Деянира бессильно попыталась пожать локоть Лихаса и нетвердой поступью направилась в свои покои, сама с собою отрешенно говоря:
– Давно уж знаю я, что не владею безраздельно его любовью, но, стиснув зубы, я всегда терпела и скоро мне казаться стало, что терпение вошло в привычку. Теперь же, когда я воочию увидела свою соперницу очередную – такую юную, цветущую…, хоть пленницу, но гордую и царственного вида… Она и в рабстве не теряет красоты, хоть и не прибрана, с небрежностью одета, вся в грязи, но красота сияет и сквозь несчастья…, и я не знаю, что теперь мне делать. Я всегда старалась лучшею из женщин быть, но, кажется, прекрасная Каллона меня покинула уж навсегда, я блекнуть начала и увядать, а красота Иолы только расцветает и набирает силу.
В своей спальне царица долго глядела на свое отражение в полированной меди и морщилась, словно от телесной боли. Потом, глядя вокруг остановившимися глазами, она расплела косы и с распущенными волосами безостановочно бродила по дому, то скорбно рыдая, то мучительно улыбаясь, то сквозь неудержимые слезы горестно восклицая:
– О жизнь моя пропащая! Я безвозвратно увядаю, таков закон Ананки и что мне делать? Как терпеть такую жизнь? Вот она – рука богов и вещей Мойры пряжа!.. О, род несчастнейший людей, нет его бедам и несчастьям меры… Ведь было время, когда желанной я была наградой для борцов могучих, из-за меня сражался он, и бог речной тогда лишился рога, окрасив кровью эниадский свой поток. И как же я его всегда любила, как свято верила, что вместе мы состаримся и в час единый достигнем самого последнего порога. И вот теперь он все сломал, разбил, разрушил, все погубил. Его вечно алчущий новой любви взор похотливый теперь лишь пленительная юность манит, я ж для него безвозвратно увяла, как облетающий цветок на ветру, осененный блеклой красою. Давно я чувствовала, я женским сердцем ощущала, что он мне тайно изменяет, но в этот раз, как сказал Лихас, он страсть свою могучую скрывать не хочет. И что же теперь будет?! Что будет?!

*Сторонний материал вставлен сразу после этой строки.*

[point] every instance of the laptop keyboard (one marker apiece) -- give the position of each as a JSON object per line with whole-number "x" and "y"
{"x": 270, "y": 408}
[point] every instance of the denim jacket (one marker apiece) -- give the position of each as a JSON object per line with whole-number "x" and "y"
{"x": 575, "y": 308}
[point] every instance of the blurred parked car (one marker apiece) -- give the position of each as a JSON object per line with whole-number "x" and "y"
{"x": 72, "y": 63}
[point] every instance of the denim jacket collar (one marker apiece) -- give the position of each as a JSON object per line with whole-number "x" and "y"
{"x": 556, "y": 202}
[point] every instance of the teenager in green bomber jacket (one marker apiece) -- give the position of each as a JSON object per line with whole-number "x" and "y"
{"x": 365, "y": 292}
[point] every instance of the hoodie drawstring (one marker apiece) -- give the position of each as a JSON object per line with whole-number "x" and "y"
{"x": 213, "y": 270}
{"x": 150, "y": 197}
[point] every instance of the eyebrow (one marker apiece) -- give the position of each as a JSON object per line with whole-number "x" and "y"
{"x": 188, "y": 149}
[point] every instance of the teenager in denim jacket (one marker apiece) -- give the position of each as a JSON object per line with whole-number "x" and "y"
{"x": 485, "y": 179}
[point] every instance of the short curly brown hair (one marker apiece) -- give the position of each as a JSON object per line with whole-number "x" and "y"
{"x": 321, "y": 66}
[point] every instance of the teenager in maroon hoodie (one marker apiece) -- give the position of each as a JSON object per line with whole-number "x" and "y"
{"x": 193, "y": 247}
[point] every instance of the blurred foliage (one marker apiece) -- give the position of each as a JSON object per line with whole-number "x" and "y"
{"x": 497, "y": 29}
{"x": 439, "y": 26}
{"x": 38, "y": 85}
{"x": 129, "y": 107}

И вот, когда она опять зарыдала и залилась вся обильной слезой; ее как будто кто-то надоумил из самых высших, подтолкнув под самую руку, и она вдруг, еще не зная почему, воспряла духом и, прекратив пронзительно выть, сама у себя с надеждой спросила:
– Зачем израненную душу я плачем бесполезным насыщаю? Слезы мои сопернице счастливой позволят еще больше наслаждаться своей победой. Вот что-то промелькнуло в голове, какое-то неясное спасенье… но кто поможет мне? …Мне надо бы придумать что-нибудь самой такое, чтоб моим законным ложем ей было бы не завладеть. Но что?! Кричать ли мне навзрыд о нестерпимом горе или, наоборот, до боли стиснуть зубы и молчать? Все тут бросить и вернуться в отчий Калидон к родителю Ойнею, иль здесь остаться? Уйти самой из дома, ставшего родным иль быть по-прежнему хозяйкою в своих покоях? Со всем смириться или, что есть сил противиться доле своей?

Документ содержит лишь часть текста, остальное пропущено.